Vanessa looked up from studying a case file. She could heard Carol returning from her lunch break, moving around with an uncharacteristic amount of noise. And–Vanessa closed her eyes to concentrate on her sense of smell. Carol smelled very strongly of soap, and shampoo. But beneath that, Vanessa could sense…other scents. Sweat, for one.
Vanessa found herself standing at the door to her office, nose lifted as she breathed deeply. Yes, Carol smelled of sweat, as if she’d worked out over her lunch hour. But there was more. Vanessa closed her eyes again, sorting through the scents, trying to identify them. She picked out faint traces of masculine cologne, but also perspiration, vaginal secretions and semen.
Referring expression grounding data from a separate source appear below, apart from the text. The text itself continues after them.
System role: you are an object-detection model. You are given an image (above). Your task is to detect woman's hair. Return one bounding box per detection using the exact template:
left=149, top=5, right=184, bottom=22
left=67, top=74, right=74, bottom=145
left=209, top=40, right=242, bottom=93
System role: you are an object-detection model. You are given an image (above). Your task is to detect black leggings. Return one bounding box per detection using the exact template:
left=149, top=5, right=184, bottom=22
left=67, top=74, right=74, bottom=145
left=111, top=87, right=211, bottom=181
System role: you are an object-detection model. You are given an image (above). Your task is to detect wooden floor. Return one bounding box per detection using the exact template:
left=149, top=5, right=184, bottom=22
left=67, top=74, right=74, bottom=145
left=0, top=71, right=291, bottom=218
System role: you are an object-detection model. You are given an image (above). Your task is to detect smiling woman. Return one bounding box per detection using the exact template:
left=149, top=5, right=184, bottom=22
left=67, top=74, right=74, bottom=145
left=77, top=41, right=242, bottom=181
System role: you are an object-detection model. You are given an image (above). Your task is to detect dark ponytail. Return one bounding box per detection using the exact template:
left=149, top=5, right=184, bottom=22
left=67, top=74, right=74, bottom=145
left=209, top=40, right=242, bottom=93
Vanessa’s eyes fluttered open. She found Carol staring at her curiously. Vanessa walked to Carol’s desk. The scents intensified, and Vanessa confirmed what she’d smelled. Carol smelled of vigorous sex, and of soap and shampoo intended to erase those scents. A few strands of damp hair along Carol’s hairline confirmed both sweaty exercise and a hasty shower.
Vanessa leaned closer, etiquette and protocol forgotten. She breathed in Carol’s scent, and the mingled scent of her lover. It smelled tantalizingly familiar.
“Vanessa?”
Vanessa ignored the question. Who was Carol’s lover? She sniffed at Carol’s hair. The scent of shampoo was intense, but Vanessa focused on the manscent that lingered there. Damn, but it seemed familiar. Vanessa began to sort through the men in the office.
The moment she thought of Blake Taylor, Vanessa knew he was the one. That was his scent. How she knew that, Vanessa couldn’t say. It was as if she’d always known, but just hadn’t recognized it before.
“You slept with Blake!”
Carol’s shocked gasp seemed absurdly loud. “How did you know?” Her stage whisper was loud enough to carry across the room.
“Are you kidding?” Vanessa asked. “I can smell it on you.”
Carol’s surprise and alarm were palpable. Carol’s scent took on a metallic overtone.
Vanessa opened her eyes again. Carol’s scent? Since when did she notice Carol’s scent–and yet, she did. This wasn’t the odor of soap, shampoo, deodorant, or of her tryst with Blake Taylor. There was a more basic, more fundamental scent there. Carol’s scent, as personal and identifiable as her face.
Vanessa straightened, alarmed by her discovery and by Carol’s wide-eyed shock. Something strange was happening to her. She had an unshakeable conviction that she could identify Carol by smell now, as easily as by her face.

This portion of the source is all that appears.